Thai Green Curry

Green curry it's a flipping classic, isn't it? Always a best-seller for my parents and it's so easy to make even the paste is reasonably easy but I'm lazy so I always go out and buy, it tastes almost the same without the effort of pounding loads of spices and still reminds me of home (all Thai food reminds me of home to be fair.)

In this recipe, I'll show you how to make a very quick and easy Thai green curry, I mean you could use any Thai curry paste with this method and it'll yield the same results so enjoy!


(Serves 4)

Chicken Thighs- 6

Green Curry Paste- 2tbsp this is the real money maker and realistically we're not going to be making the paste fresh that's a lot of effort I'm not willing to put in

Coconut Milk- 2 cans any brand will do

Fish Sauce- 2tbsp I would preferably get the Thai one but any will do except the Vietnamese one it's way too strong

Kaffir Lime Leaves- 4 Leaves get some aromatics in there!

Baby Sweetcorn- 6 individual Baby Corns?

Mangetout- 1 handful should do

Cherry Tomatoes- 10 get that tang

Oyster Mushrooms- 5 any mushrooms will work, to be honest, I just love these oysters  

Bamboo Shoots- 1/2 a can these should already be chopped in the can but if not chop these into bite-size pieces


1. Start off by tearing the oyster mushrooms into smaller more bite-size pieces, also chop the baby sweetcorn, halves the tomatoes and put all into a bowl together along with the whole mangetout.
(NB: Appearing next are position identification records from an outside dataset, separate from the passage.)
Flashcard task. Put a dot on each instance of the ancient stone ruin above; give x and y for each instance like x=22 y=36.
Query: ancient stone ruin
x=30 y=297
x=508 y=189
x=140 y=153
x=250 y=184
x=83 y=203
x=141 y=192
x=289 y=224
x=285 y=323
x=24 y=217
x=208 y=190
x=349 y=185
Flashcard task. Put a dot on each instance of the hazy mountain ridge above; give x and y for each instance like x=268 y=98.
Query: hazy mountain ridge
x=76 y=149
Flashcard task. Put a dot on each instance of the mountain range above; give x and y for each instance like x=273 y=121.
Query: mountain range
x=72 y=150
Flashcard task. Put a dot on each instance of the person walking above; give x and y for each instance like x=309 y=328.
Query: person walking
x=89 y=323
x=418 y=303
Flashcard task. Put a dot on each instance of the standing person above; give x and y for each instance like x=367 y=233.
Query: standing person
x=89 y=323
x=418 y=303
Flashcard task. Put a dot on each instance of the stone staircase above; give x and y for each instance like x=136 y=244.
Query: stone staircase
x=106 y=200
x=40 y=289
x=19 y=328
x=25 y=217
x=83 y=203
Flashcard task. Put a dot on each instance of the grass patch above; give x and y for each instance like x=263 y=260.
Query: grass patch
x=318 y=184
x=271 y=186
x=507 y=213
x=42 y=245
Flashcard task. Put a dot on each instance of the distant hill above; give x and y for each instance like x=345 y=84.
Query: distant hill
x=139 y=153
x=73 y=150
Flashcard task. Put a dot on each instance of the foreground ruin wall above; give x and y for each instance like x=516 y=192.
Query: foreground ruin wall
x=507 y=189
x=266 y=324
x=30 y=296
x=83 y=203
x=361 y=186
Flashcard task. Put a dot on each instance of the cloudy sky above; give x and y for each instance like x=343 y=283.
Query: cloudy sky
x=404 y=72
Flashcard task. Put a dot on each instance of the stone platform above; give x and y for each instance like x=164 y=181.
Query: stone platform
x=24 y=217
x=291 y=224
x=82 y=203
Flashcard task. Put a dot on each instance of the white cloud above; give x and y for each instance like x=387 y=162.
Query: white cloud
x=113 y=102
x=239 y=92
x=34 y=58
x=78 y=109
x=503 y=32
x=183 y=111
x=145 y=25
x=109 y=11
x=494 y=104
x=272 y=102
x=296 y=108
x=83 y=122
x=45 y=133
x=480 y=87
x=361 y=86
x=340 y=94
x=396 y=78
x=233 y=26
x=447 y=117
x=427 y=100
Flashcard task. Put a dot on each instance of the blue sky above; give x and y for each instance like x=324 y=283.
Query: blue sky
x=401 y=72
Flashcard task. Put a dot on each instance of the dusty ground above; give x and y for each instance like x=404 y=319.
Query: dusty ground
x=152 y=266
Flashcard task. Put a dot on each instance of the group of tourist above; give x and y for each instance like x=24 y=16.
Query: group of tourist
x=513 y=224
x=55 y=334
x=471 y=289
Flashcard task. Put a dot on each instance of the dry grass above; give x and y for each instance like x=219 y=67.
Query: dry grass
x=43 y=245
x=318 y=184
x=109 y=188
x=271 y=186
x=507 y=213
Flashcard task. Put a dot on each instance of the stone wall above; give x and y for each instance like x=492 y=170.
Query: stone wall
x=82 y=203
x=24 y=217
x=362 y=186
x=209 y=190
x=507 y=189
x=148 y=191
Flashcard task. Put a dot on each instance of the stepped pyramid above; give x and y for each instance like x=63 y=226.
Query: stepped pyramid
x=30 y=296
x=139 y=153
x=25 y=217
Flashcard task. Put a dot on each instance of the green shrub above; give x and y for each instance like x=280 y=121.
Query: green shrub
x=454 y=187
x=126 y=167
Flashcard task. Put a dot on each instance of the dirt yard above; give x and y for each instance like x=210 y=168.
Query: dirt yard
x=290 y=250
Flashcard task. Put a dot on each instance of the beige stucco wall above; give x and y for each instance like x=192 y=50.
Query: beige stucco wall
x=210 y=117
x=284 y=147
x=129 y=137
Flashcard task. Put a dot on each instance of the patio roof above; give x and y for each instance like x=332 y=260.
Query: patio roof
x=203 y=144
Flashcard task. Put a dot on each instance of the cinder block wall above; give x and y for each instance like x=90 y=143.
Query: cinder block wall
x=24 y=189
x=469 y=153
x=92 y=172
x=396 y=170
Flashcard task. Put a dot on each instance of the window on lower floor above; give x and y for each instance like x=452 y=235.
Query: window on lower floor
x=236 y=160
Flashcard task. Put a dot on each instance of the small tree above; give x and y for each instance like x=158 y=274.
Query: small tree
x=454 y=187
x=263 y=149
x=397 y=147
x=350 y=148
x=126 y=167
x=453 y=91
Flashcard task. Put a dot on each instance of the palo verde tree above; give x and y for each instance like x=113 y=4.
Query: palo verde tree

2. Now score the chicken thighs and we're ready to get cooking.

3. Firstly get the pan up to a med/high heat and open the cans of coconut milk and open and drain out the bamboo shoots, then add the curry paste along with 1/4 can of coconut milk, mix it and leave to cook through a bit and thicken.

4. Once the sauce has thickened put in your chicken and move it around making sure every bit is covered in curry.

5. After chicken is covered put in the kaffir lime leaves, the rest of the coconut milk cans, the fish sauce and the vegetables and tomatoes and bamboo shoots put in everything really, you could also add some sugar for a sweeter curry or chillies for a more spicy one. I prefer leaving it untouched.

6. When everything is in, mix and leave to stew until the chicken is cooked or for 40 minutes then you're done!